Truth be told, I’m growing to like this hour. The night is alive with katydids and crickets and frog sounds. Bats swoop from tree to tree. The to-do list that formulates itself automatically when I can see what needs to be done is mercifully out of mind in the darkness.

Instead, my eyes are drawn to the house, to the lamp light glowing gold, to the kitchen window that winks and blinks as the refrigerator door is open and closed, to the people moving in and out of view.

No longer in it, I now can see it whole and entire — my sanctuary and my nemesis.

I know it’s late. I know I should go in. But I thumb through my playlists, find one more song — and keep bouncing.

Hummingbirds!

Hummingbirds!

 

 

Yesterday I worked outside, editing articles in the heat and humidity, sitting still enough that birds and butterflies flitted by me, raising small eddies of air as they passed.

This little guy has been visiting us often. Lured by three feeders that were started early enough to get us on his (her?) gravy train. Or maybe “he” is actually “they,” a pair.

In the last two weeks I’ve sat close enough to hummingbirds to hear their wings whir and their brave little cheeps, to see them dodge bees as they angle toward the feeder.

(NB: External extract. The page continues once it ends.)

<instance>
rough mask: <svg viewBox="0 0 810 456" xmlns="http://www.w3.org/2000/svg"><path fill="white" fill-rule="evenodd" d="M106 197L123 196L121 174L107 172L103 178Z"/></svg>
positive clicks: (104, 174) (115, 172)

I’ve watched them fly off, sated (at least for 10 minutes), to perch briefly on the dead limb of an otherwise living red oak.

They are so tiny I can barely see them there, a bump on a branch. But I squint my eyes to observe their rare pause. Otherwise, I’ve seen them only in motion, their improbably tiny bodies vibrating with the effort of staying aloft.  Like many members of the animal kingdom, they set a good example. They never stop.